3000 Soldaten auf 40 Schiffen - Grosses Manöver in Ostsee gestartet
In der Ostsee hat ein grosses Militärmanöver begonnen. Über 3000 Soldaten auf 40 Schiffen sind im Einsatz.

Das Wichtigste in Kürze
- Am Dienstag hat in der Ostsee ein grosses Militärmanöver begonnen.

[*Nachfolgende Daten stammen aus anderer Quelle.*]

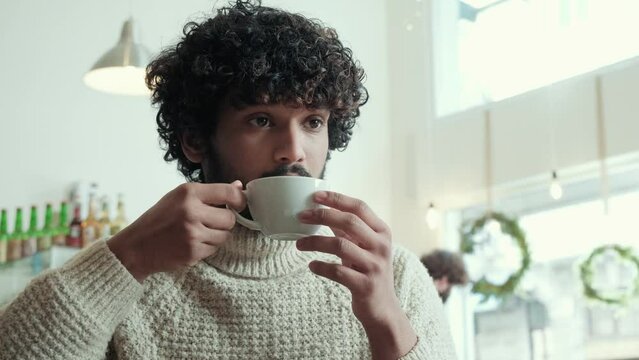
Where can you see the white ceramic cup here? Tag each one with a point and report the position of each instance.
(276, 201)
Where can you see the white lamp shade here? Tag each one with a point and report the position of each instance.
(122, 69)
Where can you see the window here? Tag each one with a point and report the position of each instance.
(487, 51)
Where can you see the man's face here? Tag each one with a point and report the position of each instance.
(267, 140)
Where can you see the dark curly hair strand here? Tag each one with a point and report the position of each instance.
(250, 54)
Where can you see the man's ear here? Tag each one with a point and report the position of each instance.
(192, 147)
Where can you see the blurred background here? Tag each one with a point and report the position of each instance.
(504, 131)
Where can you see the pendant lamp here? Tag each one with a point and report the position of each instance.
(122, 69)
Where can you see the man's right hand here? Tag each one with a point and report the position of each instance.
(188, 224)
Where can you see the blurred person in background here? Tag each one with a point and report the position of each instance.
(447, 270)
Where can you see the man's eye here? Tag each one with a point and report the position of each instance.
(260, 121)
(315, 123)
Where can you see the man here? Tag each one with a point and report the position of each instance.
(251, 92)
(447, 270)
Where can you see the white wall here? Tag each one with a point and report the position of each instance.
(54, 130)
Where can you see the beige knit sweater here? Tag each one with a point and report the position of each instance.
(254, 299)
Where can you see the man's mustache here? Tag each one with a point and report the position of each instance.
(286, 170)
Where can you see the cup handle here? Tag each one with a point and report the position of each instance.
(251, 224)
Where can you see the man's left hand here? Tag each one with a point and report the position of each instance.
(363, 242)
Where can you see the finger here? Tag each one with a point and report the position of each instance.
(341, 274)
(351, 205)
(341, 222)
(352, 255)
(216, 218)
(221, 194)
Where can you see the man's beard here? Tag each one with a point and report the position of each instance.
(222, 173)
(219, 173)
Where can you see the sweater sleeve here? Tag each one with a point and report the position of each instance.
(70, 312)
(419, 299)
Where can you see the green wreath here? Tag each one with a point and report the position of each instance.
(587, 273)
(510, 227)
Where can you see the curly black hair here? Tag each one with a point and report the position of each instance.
(442, 263)
(249, 54)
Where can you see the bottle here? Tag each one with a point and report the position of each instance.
(14, 249)
(4, 237)
(30, 242)
(120, 220)
(48, 231)
(105, 221)
(74, 236)
(90, 225)
(62, 230)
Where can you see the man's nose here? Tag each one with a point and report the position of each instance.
(289, 149)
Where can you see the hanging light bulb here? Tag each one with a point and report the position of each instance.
(432, 217)
(556, 192)
(122, 69)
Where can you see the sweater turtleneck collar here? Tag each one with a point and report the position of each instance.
(253, 255)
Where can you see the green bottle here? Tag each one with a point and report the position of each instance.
(30, 242)
(61, 231)
(46, 233)
(14, 251)
(4, 237)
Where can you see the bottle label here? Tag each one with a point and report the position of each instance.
(29, 247)
(88, 235)
(3, 251)
(14, 250)
(44, 242)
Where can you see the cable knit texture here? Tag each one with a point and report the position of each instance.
(254, 299)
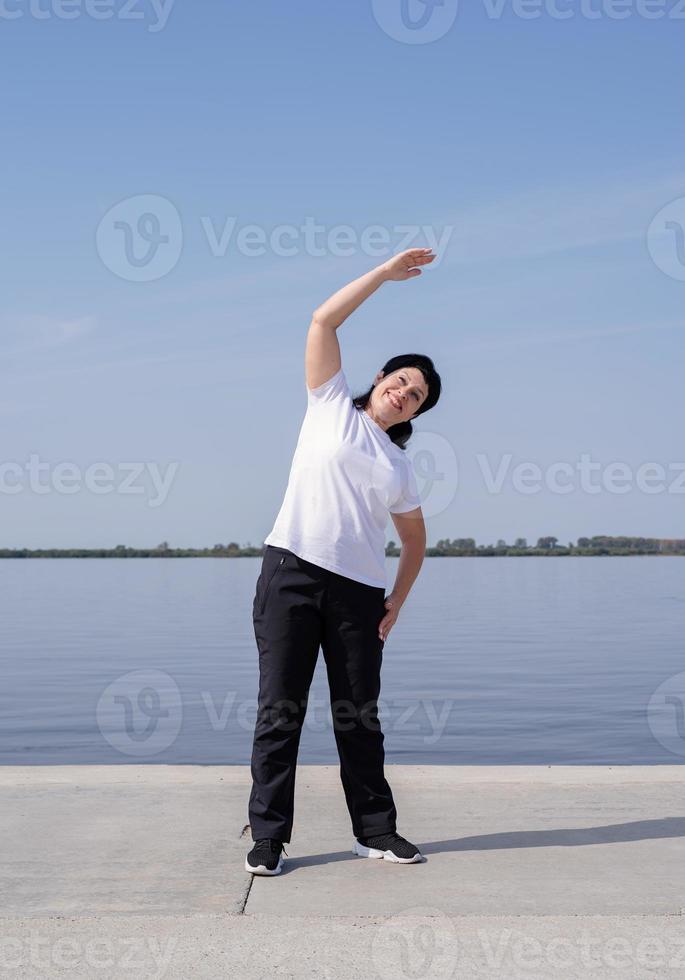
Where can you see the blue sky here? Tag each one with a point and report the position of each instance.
(538, 151)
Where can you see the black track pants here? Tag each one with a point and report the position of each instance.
(299, 606)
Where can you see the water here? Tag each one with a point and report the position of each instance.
(492, 661)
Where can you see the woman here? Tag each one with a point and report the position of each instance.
(322, 580)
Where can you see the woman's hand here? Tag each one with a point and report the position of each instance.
(404, 265)
(393, 606)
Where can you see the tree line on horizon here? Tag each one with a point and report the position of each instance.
(445, 547)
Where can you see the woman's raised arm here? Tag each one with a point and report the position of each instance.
(322, 351)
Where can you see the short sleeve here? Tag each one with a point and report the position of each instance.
(408, 498)
(331, 390)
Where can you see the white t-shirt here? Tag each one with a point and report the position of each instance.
(346, 475)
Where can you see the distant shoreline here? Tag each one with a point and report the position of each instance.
(598, 546)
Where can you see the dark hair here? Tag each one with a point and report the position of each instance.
(401, 433)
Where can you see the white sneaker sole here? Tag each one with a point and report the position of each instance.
(262, 869)
(362, 851)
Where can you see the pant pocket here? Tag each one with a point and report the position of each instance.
(268, 575)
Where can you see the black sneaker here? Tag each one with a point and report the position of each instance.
(265, 857)
(391, 847)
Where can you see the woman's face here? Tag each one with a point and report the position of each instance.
(398, 396)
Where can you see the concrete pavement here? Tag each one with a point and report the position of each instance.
(532, 871)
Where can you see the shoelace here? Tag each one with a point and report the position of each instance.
(272, 844)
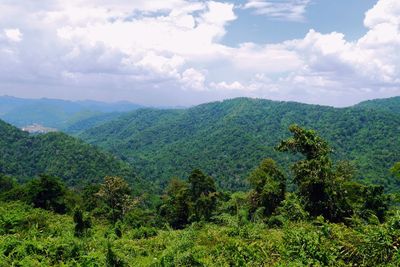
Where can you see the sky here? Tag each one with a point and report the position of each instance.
(186, 52)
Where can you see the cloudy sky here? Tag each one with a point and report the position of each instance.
(185, 52)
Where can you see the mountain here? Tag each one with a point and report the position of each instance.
(228, 139)
(55, 113)
(391, 105)
(26, 156)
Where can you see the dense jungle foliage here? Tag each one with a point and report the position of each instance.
(324, 218)
(227, 139)
(55, 113)
(25, 156)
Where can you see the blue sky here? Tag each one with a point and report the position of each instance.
(325, 16)
(186, 52)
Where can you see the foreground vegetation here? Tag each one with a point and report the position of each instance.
(321, 218)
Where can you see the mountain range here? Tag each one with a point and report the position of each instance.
(226, 139)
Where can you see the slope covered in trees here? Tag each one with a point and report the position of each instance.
(55, 113)
(328, 219)
(26, 156)
(227, 139)
(391, 105)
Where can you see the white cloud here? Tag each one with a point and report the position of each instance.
(171, 52)
(291, 10)
(13, 35)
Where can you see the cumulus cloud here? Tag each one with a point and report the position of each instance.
(291, 10)
(13, 35)
(170, 52)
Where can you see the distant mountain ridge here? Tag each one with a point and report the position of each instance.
(227, 139)
(77, 163)
(391, 105)
(55, 113)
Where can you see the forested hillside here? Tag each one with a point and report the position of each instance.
(227, 139)
(55, 113)
(391, 105)
(25, 156)
(327, 219)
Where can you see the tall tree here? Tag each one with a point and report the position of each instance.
(269, 185)
(318, 183)
(48, 192)
(176, 203)
(203, 195)
(116, 193)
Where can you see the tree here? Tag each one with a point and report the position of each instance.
(81, 224)
(395, 170)
(375, 202)
(49, 193)
(176, 204)
(6, 183)
(269, 186)
(116, 193)
(203, 195)
(318, 183)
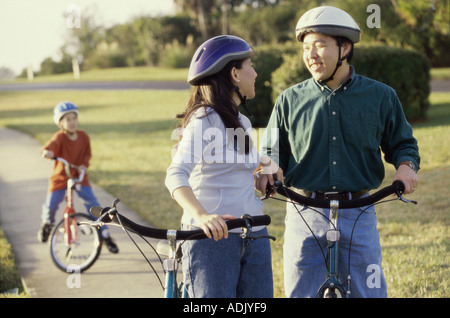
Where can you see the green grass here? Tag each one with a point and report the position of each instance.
(9, 275)
(142, 73)
(130, 133)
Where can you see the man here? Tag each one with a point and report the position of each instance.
(330, 131)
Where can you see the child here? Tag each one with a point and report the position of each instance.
(74, 146)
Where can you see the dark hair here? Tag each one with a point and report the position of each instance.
(340, 40)
(216, 92)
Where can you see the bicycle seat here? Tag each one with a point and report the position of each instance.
(163, 248)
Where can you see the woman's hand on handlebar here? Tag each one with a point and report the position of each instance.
(214, 225)
(266, 175)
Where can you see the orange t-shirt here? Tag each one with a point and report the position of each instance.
(77, 152)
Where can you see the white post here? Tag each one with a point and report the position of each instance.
(76, 69)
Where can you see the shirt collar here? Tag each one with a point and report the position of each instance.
(345, 83)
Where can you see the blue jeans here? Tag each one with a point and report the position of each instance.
(304, 266)
(228, 268)
(50, 207)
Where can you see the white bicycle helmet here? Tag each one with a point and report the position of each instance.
(330, 21)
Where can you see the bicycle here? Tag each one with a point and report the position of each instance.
(74, 246)
(170, 241)
(333, 286)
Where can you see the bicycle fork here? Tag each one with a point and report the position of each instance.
(332, 287)
(170, 264)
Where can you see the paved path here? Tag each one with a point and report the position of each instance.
(436, 86)
(23, 186)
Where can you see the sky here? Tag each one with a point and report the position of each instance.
(32, 30)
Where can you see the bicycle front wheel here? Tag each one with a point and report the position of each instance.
(84, 248)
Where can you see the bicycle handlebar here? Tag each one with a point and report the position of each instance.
(397, 187)
(107, 215)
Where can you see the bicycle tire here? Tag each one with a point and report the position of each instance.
(81, 255)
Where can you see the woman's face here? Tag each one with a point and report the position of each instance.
(244, 78)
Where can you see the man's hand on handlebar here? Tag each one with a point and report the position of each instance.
(266, 175)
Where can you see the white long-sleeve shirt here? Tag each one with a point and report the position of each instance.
(208, 161)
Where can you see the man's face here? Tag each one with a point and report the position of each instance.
(320, 54)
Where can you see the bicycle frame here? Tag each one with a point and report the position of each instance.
(332, 282)
(70, 223)
(170, 264)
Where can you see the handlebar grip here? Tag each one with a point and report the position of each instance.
(396, 187)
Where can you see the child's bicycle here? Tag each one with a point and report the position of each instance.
(333, 286)
(170, 242)
(73, 246)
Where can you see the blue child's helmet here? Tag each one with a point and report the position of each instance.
(63, 108)
(214, 54)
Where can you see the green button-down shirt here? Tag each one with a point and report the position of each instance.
(327, 140)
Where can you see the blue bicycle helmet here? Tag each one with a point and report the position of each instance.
(214, 54)
(63, 108)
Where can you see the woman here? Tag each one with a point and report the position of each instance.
(211, 175)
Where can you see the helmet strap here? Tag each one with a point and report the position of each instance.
(339, 62)
(243, 100)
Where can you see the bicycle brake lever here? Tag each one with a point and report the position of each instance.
(251, 237)
(401, 198)
(406, 200)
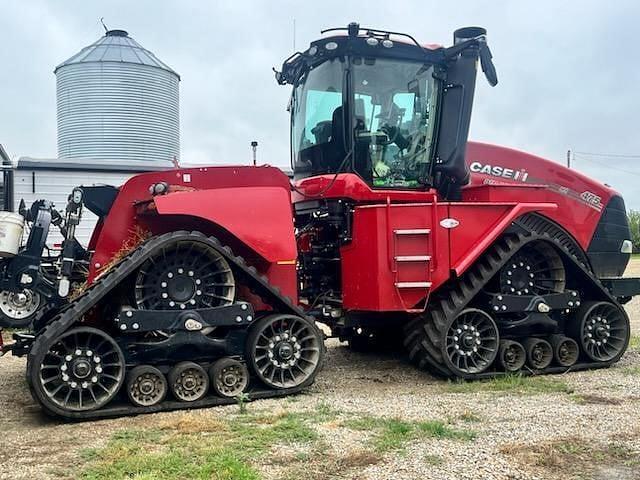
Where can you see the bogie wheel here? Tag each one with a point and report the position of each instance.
(471, 344)
(565, 350)
(146, 386)
(18, 308)
(536, 269)
(602, 329)
(285, 351)
(80, 370)
(539, 353)
(185, 275)
(188, 381)
(229, 377)
(512, 355)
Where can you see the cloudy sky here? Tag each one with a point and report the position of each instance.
(569, 71)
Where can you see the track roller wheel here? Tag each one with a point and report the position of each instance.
(229, 377)
(565, 350)
(539, 353)
(512, 355)
(188, 381)
(603, 330)
(285, 351)
(471, 343)
(146, 386)
(80, 370)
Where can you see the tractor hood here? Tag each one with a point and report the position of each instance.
(593, 213)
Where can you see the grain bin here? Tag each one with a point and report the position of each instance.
(117, 102)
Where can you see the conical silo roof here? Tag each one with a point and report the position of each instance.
(117, 102)
(116, 46)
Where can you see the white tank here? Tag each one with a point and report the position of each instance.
(117, 101)
(11, 227)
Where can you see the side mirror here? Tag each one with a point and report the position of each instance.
(486, 62)
(467, 37)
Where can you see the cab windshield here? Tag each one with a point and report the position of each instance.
(389, 108)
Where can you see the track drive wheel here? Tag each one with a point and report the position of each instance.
(80, 370)
(536, 269)
(603, 330)
(229, 377)
(18, 309)
(285, 351)
(146, 386)
(512, 355)
(188, 381)
(471, 344)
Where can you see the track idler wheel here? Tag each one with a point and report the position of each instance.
(188, 381)
(512, 355)
(471, 343)
(565, 350)
(80, 370)
(285, 351)
(539, 353)
(229, 377)
(603, 330)
(185, 275)
(146, 386)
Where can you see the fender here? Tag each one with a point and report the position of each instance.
(260, 217)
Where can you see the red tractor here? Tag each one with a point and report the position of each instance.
(206, 283)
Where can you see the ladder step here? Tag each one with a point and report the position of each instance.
(413, 284)
(413, 258)
(413, 231)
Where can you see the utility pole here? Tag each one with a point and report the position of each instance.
(254, 147)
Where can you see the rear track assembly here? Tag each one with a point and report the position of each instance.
(70, 379)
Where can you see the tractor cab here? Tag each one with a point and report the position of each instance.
(380, 105)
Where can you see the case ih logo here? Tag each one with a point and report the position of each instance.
(499, 171)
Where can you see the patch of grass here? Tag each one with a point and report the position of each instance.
(631, 370)
(469, 417)
(515, 383)
(196, 447)
(433, 459)
(392, 433)
(573, 455)
(590, 399)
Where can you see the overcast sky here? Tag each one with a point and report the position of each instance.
(569, 71)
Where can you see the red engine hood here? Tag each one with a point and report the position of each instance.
(500, 172)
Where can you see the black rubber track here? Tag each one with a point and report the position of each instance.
(424, 334)
(73, 313)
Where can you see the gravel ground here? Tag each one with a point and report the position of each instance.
(604, 409)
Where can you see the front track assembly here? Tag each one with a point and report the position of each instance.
(530, 304)
(172, 335)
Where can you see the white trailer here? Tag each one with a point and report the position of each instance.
(54, 179)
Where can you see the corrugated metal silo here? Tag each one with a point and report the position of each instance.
(117, 102)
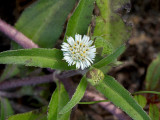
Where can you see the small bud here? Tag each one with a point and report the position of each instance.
(95, 76)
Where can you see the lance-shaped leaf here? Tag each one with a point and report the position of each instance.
(121, 98)
(153, 74)
(154, 112)
(38, 57)
(76, 97)
(40, 114)
(109, 24)
(81, 18)
(44, 20)
(59, 99)
(110, 58)
(5, 109)
(141, 100)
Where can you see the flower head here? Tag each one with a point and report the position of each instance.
(79, 51)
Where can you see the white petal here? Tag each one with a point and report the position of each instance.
(70, 41)
(78, 37)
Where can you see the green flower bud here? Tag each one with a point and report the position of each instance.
(95, 76)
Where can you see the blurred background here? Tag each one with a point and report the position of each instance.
(143, 47)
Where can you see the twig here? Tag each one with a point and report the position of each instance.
(107, 105)
(15, 35)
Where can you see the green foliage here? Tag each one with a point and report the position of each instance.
(9, 71)
(39, 114)
(38, 57)
(5, 109)
(153, 74)
(93, 102)
(154, 112)
(76, 97)
(59, 99)
(95, 76)
(121, 98)
(141, 100)
(43, 21)
(110, 58)
(152, 92)
(107, 48)
(81, 18)
(109, 25)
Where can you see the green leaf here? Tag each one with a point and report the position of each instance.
(93, 102)
(109, 24)
(43, 21)
(76, 97)
(107, 48)
(81, 18)
(153, 74)
(9, 71)
(152, 92)
(154, 112)
(141, 100)
(121, 98)
(110, 58)
(5, 108)
(59, 99)
(40, 114)
(38, 57)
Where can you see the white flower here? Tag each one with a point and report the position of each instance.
(79, 51)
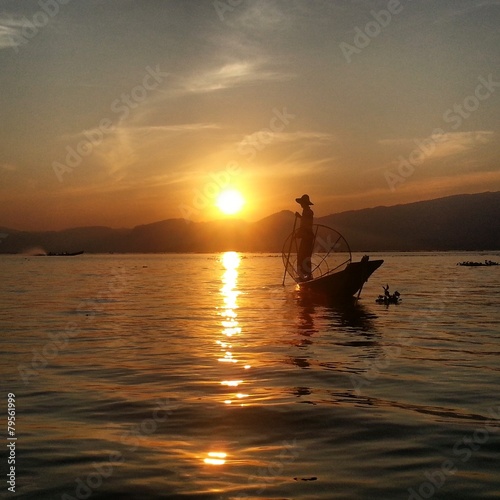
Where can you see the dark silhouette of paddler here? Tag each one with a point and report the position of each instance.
(306, 235)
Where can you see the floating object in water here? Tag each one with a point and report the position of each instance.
(388, 298)
(332, 275)
(486, 263)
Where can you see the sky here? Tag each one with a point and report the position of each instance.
(127, 112)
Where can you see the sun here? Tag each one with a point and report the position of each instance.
(230, 201)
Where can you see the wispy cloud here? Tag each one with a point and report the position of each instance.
(10, 30)
(230, 75)
(448, 144)
(8, 167)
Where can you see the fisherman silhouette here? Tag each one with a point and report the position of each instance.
(306, 235)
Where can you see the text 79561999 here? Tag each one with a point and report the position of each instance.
(11, 442)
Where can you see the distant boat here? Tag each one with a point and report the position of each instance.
(63, 254)
(478, 264)
(334, 275)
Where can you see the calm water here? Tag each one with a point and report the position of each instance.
(200, 376)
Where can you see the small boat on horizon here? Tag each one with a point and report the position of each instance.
(62, 254)
(334, 276)
(486, 263)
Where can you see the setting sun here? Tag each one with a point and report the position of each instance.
(230, 202)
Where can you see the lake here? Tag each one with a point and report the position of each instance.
(202, 377)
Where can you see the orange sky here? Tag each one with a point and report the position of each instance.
(122, 116)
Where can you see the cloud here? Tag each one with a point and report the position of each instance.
(10, 31)
(454, 143)
(230, 75)
(8, 167)
(448, 144)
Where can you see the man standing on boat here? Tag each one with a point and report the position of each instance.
(306, 235)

- Über 3000 Soldaten sind dabei.
In der westlichen Ostsee hat am Dienstag das Marine-Herbstmanöver «Northern Coasts» mit rund 3000 Soldaten aus 18 Nationen und mehr als 40 Schiffen begonnen. Ziel der gut zwei Wochen dauernden Übung ist es, unter einem fiktiven Uno-Mandat die Seewege zu schützen, wie das Marinekommando in Rostock mitteilte.
Das Übungsfeld liegt im Bereich der Ostseezugänge zwischen Dänemark und Schweden sowie in der westlichen Ostsee zwischen Kiel und Bornholm.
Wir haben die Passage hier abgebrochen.